The Winston’s Lab OWL prediction game has in my estimation been a fantastic competition (unbiased, as a key originator of the concept). This competition has allowed for the formation of an unbiased record of analyst skill from the well known to the unknown. After 180 regular season matches, there is sufficient evidence to single out a handful of competitors whose opinions are worth consideration.
In selecting players to pick out, two filters are applied. First, the analyst has a top tier APO (measure of how likely the actual outcomes were according to their predictions) and predictions do not show signs of gamesmanship. The most common evidence of this is the presence of significant number of 99%-1% predictions which makes their scores more volatile (if they are incorrect, it may take a significant sample size to definitively remove any advantage from this strategy). In the meantime, they have an successfully avoided land mines, but have not demonstrated their process will stand the test of time.
With these filters, I have selected 4 accounts to form a basis for analyzing how predictable OWL has been this season: “edenfoley” (myself), “Yiska” (known Overwatch analyst and my nemesis), “Jarjr315” and “diftol”. Due to some missing predictions between players, to give a fair comparison I will limit down to the 155 matches out of 180 regular season matches in which all four of us gave a prediction for a fair comparison.
All four of these performances are strong over these 155 games in common. The average sentiment of these four analysts (myself included) can shed some light on the predictability of the league so far through time as well as evaluate which team’s matches are more predictable.
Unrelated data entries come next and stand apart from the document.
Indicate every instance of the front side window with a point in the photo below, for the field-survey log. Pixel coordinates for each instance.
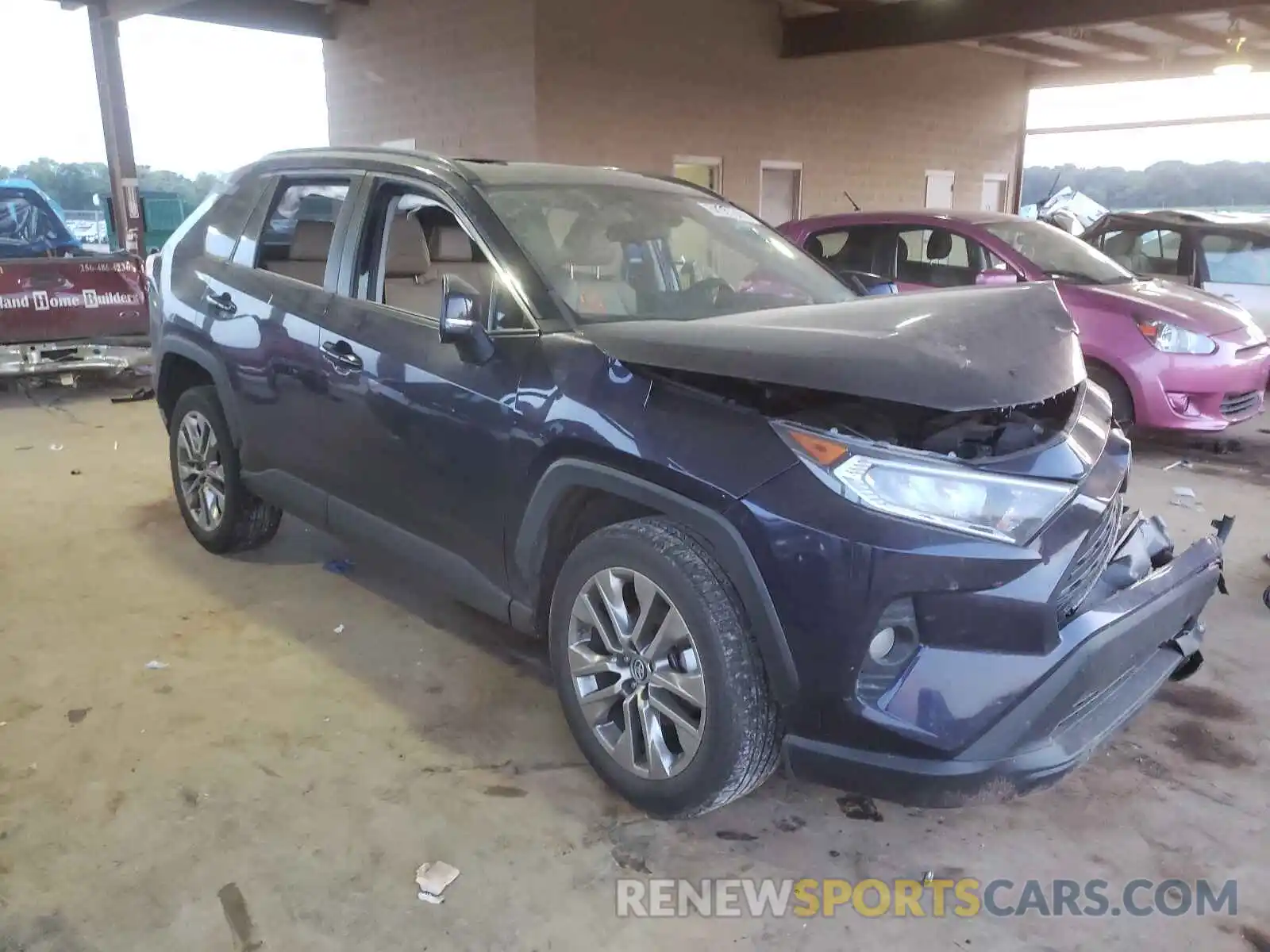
(618, 251)
(1231, 259)
(300, 228)
(410, 244)
(1056, 253)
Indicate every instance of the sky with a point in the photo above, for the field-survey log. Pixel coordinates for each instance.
(201, 98)
(206, 98)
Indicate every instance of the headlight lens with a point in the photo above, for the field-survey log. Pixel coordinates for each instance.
(958, 498)
(1172, 340)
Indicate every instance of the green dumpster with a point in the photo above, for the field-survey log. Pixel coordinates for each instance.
(162, 213)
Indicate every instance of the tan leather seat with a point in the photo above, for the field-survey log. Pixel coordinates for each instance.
(406, 267)
(454, 253)
(310, 248)
(594, 263)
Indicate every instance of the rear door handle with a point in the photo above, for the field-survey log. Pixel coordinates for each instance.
(221, 302)
(341, 355)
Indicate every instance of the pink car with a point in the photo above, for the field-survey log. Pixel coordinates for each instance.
(1172, 357)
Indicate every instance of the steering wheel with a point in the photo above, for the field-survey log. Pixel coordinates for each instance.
(710, 289)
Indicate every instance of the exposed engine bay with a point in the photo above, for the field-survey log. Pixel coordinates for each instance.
(972, 435)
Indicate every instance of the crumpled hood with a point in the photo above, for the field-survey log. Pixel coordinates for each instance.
(1166, 301)
(962, 349)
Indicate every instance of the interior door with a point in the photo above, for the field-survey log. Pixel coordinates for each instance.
(939, 188)
(779, 194)
(421, 433)
(994, 194)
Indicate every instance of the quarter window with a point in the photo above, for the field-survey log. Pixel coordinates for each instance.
(937, 258)
(412, 244)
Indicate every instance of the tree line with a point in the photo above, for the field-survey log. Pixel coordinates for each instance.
(73, 184)
(1160, 186)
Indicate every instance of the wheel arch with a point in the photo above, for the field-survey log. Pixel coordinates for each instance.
(178, 368)
(572, 484)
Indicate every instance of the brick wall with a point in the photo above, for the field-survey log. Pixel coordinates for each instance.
(634, 84)
(455, 75)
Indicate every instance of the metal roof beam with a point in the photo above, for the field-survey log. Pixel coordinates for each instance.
(275, 16)
(921, 22)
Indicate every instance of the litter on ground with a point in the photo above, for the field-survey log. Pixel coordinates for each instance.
(433, 879)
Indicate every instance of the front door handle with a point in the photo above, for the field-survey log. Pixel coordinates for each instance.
(341, 355)
(221, 302)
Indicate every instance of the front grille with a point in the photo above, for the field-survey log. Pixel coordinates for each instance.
(1240, 404)
(1089, 564)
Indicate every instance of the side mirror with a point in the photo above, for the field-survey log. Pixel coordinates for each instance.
(996, 276)
(460, 323)
(867, 283)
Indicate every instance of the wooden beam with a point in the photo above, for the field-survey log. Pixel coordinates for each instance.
(1187, 32)
(273, 16)
(1045, 52)
(1113, 41)
(921, 22)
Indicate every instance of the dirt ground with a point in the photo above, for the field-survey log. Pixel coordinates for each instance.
(318, 736)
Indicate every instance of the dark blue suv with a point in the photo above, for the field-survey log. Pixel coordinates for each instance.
(759, 520)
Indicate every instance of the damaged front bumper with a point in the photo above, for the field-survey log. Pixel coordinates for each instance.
(55, 359)
(1141, 630)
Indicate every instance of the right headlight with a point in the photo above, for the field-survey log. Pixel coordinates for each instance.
(1172, 340)
(952, 497)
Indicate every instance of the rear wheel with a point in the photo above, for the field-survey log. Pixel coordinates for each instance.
(660, 681)
(1122, 400)
(219, 509)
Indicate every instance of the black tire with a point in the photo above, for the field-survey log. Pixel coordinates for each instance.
(742, 730)
(1122, 400)
(248, 520)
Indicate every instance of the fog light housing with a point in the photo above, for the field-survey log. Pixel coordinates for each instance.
(1181, 404)
(891, 647)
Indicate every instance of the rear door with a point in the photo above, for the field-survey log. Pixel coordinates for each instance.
(1237, 267)
(266, 313)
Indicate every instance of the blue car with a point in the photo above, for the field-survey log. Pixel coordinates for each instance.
(757, 517)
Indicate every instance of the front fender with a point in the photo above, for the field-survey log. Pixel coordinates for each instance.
(724, 541)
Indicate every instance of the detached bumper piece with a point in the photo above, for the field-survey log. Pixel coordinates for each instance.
(1140, 630)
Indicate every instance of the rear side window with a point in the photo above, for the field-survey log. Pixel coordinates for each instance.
(937, 258)
(300, 228)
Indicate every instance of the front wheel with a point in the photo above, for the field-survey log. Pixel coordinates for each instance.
(660, 681)
(219, 509)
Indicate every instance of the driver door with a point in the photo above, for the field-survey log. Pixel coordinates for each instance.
(423, 435)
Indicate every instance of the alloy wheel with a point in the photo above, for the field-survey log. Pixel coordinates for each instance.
(201, 471)
(638, 674)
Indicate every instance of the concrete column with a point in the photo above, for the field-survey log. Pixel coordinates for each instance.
(105, 32)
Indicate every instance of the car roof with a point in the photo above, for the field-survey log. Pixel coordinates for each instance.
(912, 215)
(492, 171)
(1183, 217)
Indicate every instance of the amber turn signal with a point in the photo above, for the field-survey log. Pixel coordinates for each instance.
(818, 448)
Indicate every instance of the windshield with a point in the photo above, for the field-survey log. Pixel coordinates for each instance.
(616, 253)
(1058, 254)
(1237, 259)
(27, 228)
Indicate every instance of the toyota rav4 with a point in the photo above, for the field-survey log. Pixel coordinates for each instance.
(756, 518)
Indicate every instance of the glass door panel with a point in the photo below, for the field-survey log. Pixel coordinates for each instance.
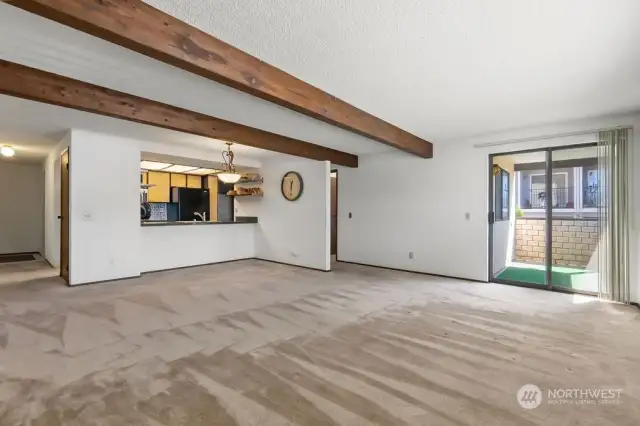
(518, 231)
(574, 223)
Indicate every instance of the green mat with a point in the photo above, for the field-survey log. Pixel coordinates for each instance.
(561, 276)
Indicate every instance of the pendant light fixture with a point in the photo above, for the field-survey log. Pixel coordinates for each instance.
(229, 174)
(7, 151)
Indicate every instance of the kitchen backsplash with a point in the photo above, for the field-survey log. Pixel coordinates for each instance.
(159, 211)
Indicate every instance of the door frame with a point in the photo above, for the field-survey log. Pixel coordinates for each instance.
(337, 172)
(548, 220)
(65, 207)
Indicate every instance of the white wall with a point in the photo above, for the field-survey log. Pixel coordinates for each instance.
(168, 247)
(22, 206)
(298, 232)
(52, 202)
(105, 206)
(421, 206)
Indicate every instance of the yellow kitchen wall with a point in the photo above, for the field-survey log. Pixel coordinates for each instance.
(178, 180)
(163, 181)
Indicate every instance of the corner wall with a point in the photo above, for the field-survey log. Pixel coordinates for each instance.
(298, 232)
(104, 211)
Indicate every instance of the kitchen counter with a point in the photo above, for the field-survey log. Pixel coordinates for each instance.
(168, 245)
(239, 220)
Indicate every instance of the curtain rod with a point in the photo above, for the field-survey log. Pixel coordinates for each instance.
(543, 137)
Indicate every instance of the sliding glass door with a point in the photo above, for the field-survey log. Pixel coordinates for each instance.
(544, 227)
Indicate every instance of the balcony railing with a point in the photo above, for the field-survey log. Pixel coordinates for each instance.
(561, 198)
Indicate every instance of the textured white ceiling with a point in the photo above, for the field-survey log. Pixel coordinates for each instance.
(37, 42)
(33, 129)
(443, 69)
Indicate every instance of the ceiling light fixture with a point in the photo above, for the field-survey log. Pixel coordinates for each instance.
(7, 151)
(229, 174)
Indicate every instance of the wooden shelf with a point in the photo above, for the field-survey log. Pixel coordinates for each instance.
(261, 180)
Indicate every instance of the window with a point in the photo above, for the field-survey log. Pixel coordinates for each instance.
(501, 195)
(562, 196)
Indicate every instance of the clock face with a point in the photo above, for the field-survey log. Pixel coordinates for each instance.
(292, 186)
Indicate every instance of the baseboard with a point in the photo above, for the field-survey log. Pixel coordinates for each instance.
(290, 264)
(102, 282)
(196, 266)
(414, 272)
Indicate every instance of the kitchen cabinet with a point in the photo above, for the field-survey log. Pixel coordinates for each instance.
(194, 181)
(212, 185)
(178, 180)
(160, 192)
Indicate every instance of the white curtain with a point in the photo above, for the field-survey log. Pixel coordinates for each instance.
(613, 213)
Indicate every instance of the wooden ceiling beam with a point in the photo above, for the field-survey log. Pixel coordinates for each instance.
(36, 85)
(135, 25)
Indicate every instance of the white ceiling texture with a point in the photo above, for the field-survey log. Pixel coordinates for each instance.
(440, 69)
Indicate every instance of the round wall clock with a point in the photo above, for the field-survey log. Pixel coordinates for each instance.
(292, 186)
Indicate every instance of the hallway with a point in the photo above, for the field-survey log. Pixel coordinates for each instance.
(257, 343)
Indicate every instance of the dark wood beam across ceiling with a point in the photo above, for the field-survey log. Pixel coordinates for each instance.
(36, 85)
(135, 25)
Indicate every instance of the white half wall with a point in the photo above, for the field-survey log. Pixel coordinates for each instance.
(298, 232)
(421, 205)
(168, 247)
(52, 201)
(105, 207)
(22, 207)
(504, 230)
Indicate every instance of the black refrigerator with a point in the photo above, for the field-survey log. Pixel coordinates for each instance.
(191, 201)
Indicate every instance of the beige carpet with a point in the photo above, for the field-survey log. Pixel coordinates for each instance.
(255, 343)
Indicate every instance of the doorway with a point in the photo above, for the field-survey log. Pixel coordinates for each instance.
(64, 215)
(334, 215)
(544, 218)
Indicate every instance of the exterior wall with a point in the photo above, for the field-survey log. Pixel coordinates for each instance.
(574, 241)
(525, 184)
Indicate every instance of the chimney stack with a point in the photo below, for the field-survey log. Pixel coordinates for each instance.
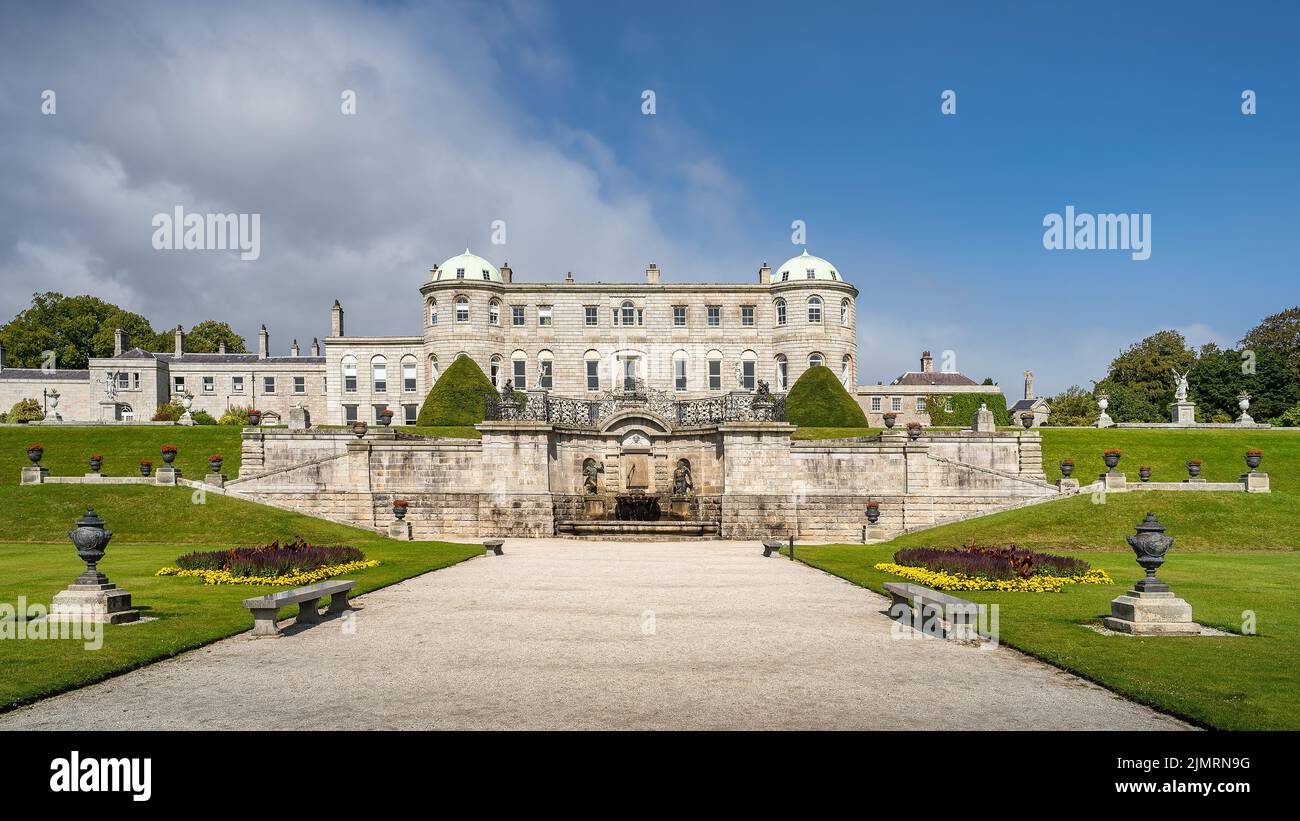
(336, 320)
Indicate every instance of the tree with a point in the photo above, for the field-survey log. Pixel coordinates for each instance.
(1143, 373)
(1281, 334)
(207, 337)
(818, 399)
(73, 328)
(1073, 408)
(458, 398)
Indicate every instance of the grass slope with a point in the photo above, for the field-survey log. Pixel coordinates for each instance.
(151, 528)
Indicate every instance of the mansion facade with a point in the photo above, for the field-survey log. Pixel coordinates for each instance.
(576, 339)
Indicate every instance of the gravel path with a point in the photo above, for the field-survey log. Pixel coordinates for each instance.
(567, 634)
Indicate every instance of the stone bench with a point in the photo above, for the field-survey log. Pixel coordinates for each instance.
(954, 615)
(267, 608)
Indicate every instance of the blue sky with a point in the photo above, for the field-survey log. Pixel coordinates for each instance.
(766, 113)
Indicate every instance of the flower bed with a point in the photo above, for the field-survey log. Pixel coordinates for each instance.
(297, 563)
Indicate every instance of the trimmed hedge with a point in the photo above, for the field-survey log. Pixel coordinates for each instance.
(458, 396)
(963, 408)
(819, 400)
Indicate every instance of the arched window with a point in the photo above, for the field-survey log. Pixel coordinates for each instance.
(350, 374)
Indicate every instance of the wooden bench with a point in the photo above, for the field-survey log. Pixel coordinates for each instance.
(954, 615)
(267, 608)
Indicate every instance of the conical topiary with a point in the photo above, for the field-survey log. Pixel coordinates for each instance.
(458, 398)
(819, 400)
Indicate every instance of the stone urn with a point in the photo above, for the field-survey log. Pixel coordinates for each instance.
(91, 539)
(1149, 546)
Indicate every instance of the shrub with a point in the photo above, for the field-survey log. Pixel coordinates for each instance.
(25, 411)
(458, 398)
(819, 400)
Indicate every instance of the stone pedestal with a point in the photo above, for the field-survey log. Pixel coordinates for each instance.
(1152, 613)
(105, 604)
(1114, 482)
(1256, 482)
(401, 530)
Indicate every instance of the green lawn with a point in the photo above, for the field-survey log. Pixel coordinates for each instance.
(1233, 682)
(151, 528)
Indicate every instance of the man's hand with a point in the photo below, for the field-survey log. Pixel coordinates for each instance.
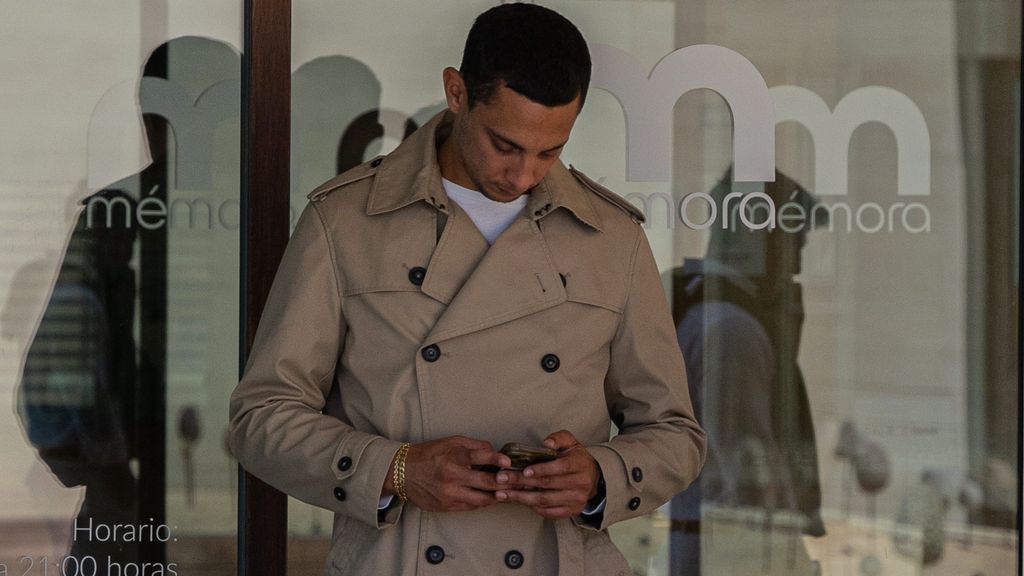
(556, 489)
(439, 477)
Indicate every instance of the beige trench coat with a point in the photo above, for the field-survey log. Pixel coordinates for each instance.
(358, 351)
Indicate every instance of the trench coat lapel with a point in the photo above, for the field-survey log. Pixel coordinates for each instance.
(459, 251)
(516, 277)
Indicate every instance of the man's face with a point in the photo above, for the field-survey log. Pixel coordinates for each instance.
(503, 148)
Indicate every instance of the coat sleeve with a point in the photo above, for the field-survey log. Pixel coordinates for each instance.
(659, 448)
(278, 428)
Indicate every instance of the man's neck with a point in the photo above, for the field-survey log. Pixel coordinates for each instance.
(451, 164)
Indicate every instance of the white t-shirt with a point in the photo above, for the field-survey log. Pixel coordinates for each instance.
(491, 217)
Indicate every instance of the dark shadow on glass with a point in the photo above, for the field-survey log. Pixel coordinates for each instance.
(738, 314)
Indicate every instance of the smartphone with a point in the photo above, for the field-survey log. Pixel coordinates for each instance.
(521, 456)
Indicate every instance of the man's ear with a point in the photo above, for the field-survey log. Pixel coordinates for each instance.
(455, 89)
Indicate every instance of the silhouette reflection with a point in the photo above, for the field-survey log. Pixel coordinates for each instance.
(738, 314)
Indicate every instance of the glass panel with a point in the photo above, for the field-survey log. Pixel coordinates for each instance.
(119, 287)
(849, 319)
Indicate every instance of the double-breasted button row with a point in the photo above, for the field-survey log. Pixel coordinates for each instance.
(417, 275)
(435, 554)
(431, 353)
(513, 560)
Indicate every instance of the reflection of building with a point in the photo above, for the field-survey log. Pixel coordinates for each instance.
(913, 335)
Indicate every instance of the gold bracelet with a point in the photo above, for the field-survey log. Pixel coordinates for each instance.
(398, 474)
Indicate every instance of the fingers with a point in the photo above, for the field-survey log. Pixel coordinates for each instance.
(550, 501)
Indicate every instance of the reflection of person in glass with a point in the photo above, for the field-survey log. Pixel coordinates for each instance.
(77, 398)
(739, 314)
(465, 291)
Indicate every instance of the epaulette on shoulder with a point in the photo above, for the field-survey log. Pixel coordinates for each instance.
(354, 174)
(608, 196)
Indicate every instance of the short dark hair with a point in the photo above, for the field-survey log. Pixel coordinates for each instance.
(531, 49)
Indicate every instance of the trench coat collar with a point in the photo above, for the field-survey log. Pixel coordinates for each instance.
(411, 173)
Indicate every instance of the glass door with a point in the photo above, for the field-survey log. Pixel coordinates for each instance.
(119, 287)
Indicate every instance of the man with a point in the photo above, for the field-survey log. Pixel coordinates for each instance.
(465, 291)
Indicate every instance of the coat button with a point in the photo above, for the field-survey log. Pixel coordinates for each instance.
(513, 560)
(550, 363)
(431, 353)
(417, 275)
(435, 554)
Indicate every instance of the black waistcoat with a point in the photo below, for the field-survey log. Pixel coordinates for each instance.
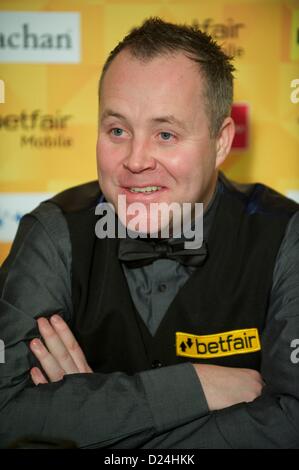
(229, 292)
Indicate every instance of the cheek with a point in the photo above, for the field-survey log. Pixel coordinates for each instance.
(108, 157)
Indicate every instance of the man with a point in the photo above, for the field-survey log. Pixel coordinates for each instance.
(188, 351)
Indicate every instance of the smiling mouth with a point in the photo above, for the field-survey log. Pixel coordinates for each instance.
(145, 189)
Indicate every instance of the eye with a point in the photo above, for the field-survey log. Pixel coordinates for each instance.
(166, 135)
(117, 132)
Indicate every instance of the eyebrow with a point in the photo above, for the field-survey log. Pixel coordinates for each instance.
(168, 119)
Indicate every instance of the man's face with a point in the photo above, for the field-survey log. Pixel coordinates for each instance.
(154, 132)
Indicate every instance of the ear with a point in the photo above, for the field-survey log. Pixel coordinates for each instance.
(224, 140)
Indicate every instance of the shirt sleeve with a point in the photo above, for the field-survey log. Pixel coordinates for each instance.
(272, 420)
(92, 410)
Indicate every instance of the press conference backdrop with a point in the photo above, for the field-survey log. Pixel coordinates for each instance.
(51, 54)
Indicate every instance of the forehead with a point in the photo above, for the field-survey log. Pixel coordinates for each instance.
(160, 77)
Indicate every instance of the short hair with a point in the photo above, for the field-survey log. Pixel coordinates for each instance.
(155, 37)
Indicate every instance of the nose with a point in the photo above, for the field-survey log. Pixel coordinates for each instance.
(139, 157)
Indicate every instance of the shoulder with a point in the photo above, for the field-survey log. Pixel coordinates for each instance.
(78, 198)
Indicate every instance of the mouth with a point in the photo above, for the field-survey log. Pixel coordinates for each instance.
(149, 191)
(144, 189)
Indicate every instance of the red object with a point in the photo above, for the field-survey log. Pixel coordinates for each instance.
(240, 114)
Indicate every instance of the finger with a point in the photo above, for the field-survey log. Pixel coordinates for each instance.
(56, 347)
(37, 376)
(47, 361)
(70, 343)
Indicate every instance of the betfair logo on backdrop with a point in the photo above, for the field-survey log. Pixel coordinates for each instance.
(228, 343)
(39, 129)
(44, 37)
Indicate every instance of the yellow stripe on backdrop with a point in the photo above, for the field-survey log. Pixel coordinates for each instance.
(49, 67)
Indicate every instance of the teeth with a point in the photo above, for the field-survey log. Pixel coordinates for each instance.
(147, 189)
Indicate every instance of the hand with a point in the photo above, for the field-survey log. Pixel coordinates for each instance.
(61, 355)
(227, 386)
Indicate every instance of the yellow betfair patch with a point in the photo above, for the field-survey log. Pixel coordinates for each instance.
(218, 345)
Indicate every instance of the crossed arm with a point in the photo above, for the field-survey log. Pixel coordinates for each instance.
(60, 354)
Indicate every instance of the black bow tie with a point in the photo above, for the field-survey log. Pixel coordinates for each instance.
(136, 253)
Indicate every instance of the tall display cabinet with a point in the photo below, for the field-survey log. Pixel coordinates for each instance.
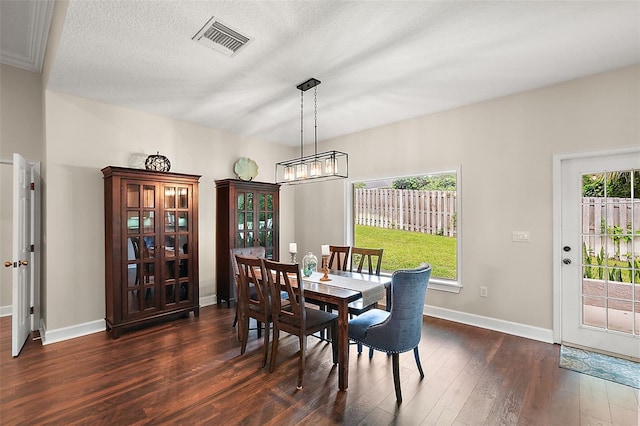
(247, 215)
(151, 246)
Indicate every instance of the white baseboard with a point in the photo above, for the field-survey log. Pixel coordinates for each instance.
(66, 333)
(208, 300)
(508, 327)
(5, 311)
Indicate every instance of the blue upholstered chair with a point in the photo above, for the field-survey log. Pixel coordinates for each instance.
(399, 330)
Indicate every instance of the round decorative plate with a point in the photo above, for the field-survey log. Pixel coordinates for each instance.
(245, 168)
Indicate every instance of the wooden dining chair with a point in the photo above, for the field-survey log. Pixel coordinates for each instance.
(296, 318)
(400, 329)
(243, 251)
(253, 301)
(339, 254)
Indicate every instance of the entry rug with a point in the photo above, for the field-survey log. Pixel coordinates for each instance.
(605, 367)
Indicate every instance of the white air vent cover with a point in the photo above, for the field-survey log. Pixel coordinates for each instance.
(220, 37)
Weeks have not been uniformly kind to analysts so far in Overwatch League. This is to be expected, since if matches were certain, then why would we assign probabilities and why would the teams sit down to play? By taking every match and averaging the predictions of the four analysts above that made a prediction (most commonly all four and very rarely less than 3), I have produced the APO (average probability of a game outcome in the week according to analyst) by week of the regular season so far. This includes all 180 regular season games, not only those 155 all analysts participated.
Like a seismograph detecting the magnitudes of earthquakes, this view detects the magnitude of surprise through the end of OWL stage 3. It is an interesting tendency which begins to emerge where midway through a stage the greatest surprises emerge. While far from becoming a general tendency we can count on, it does generate some interesting hypotheses which could explain it. Perhaps the meta which will dominate playoffs begins to become clear midway through a stage and teams begin to adapt to a single script. This might cause a momentary re-calibration of team strength as some teams improve by identifying the way forward while other teams are slower. There is also the real possibility it is pure chance!
In addition, it is interesting to consider how different teams have contributed to the predictability of league outcomes. Below, I take the predictions from the games, an average of those who made predictions, and group the APOs by whether a team participated in the game. Below shows the APOs by team.
From this, we can see that teams closer to either the top or bottom of the league across stages have contributed to the league being predictable, while teams near the middle of the pack generally have been a source of greater uncertainty.
I think that predictions by analysts on a probabilistic scale have more information they can tell us not only about the probability of future outcomes and the quality of the judgement of the analysts involved, but also about the history of the game as well. If there are any other views of the season using the predictions from the four above analysts, I’d love to produce them and we can see together what insights it could reveal.